De rechtbank weegt in het voordeel van verdachte mee dat sinds het tijdstip waarop het door hem gepleegde strafbare feit heeft plaatsgehad een onwenselijke lange termijn is verstreken, te weten een periode van 3 jaren.
De rechtbank is van oordeel dat in verband met een juiste normhandhaving niet kan worden volstaan met het opleggen van een andersoortige of geringere straf dan een gevangenisstraf voor de duur als hierna te melden.

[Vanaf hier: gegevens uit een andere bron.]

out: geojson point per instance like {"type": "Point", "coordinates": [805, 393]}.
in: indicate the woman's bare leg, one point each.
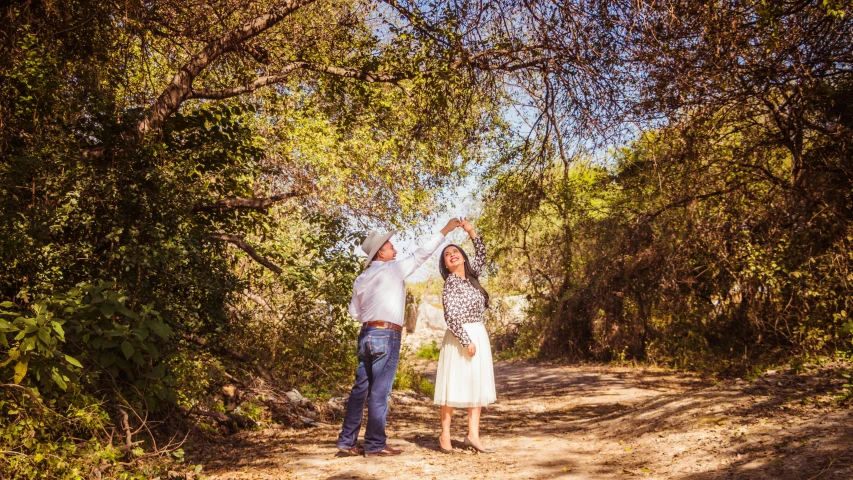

Daarnaast acht de rechtbank een forse taakstraf passend en geboden.
De rechtbank zal de gevangenisstraf voor een gedeelte voorwaardelijk opleggen om verdachte ervan te weerhouden opnieuw strafbare feiten te plegen.

Toepasselijke wetsartikelen.

De beslissing is gegrond op de artikelen:
Wetboek van Strafrecht art. 14a, 14b, 14c, 22c, 22d, 27, 45, 317.

DE UITSPRAAK

Verklaart het ten laste gelegde bewezen zoals hiervoor is omschreven.
Verklaart niet bewezen hetgeen verdachte meer of anders is ten laste gelegd dan hiervoor bewezen is verklaard en spreekt hem daarvan vrij.
Het bewezen verklaarde levert op het misdrijf:
T.a.v. feit 1 primair: poging tot afpersing, terwijl het feit wordt gepleegd door twee of meer verenigde personen Verklaart verdachte hiervoor strafbaar.
Legt op de volgende straffen.
T.a.v. feit 1 primair: Gevangenisstraf voor de duur van 365 dagen met aftrek overeenkomstig artikel 27 Wetboek van Strafrecht waarvan 293 dagen voorwaardelijk met een proeftijd van 2 jaren.
Stelt als algemene voorwaarde dat de veroordeelde zich voor het einde van de proeftijd niet schuldig maakt aan een strafbaar feit.
T.a.v. feit 1 primair: Taakstraf voor de duur van 240 uren subsidiair 120 dagen hechtenis
Heft op het bevel tot voorlopige hechtenis met ingang van heden, welk bevel op 25 juli 2012 werd geschorst.
Dit vonnis is gewezen door:
mr. J.H.P.G. Wielders, voorzitter,
mr. A.M. Kooijmans-de Kort en mr. R.J. Bokhorst, leden,
in tegenwoordigheid van L.D. Wittenberg, griffier,
en is uitgesproken op 15 april 2015.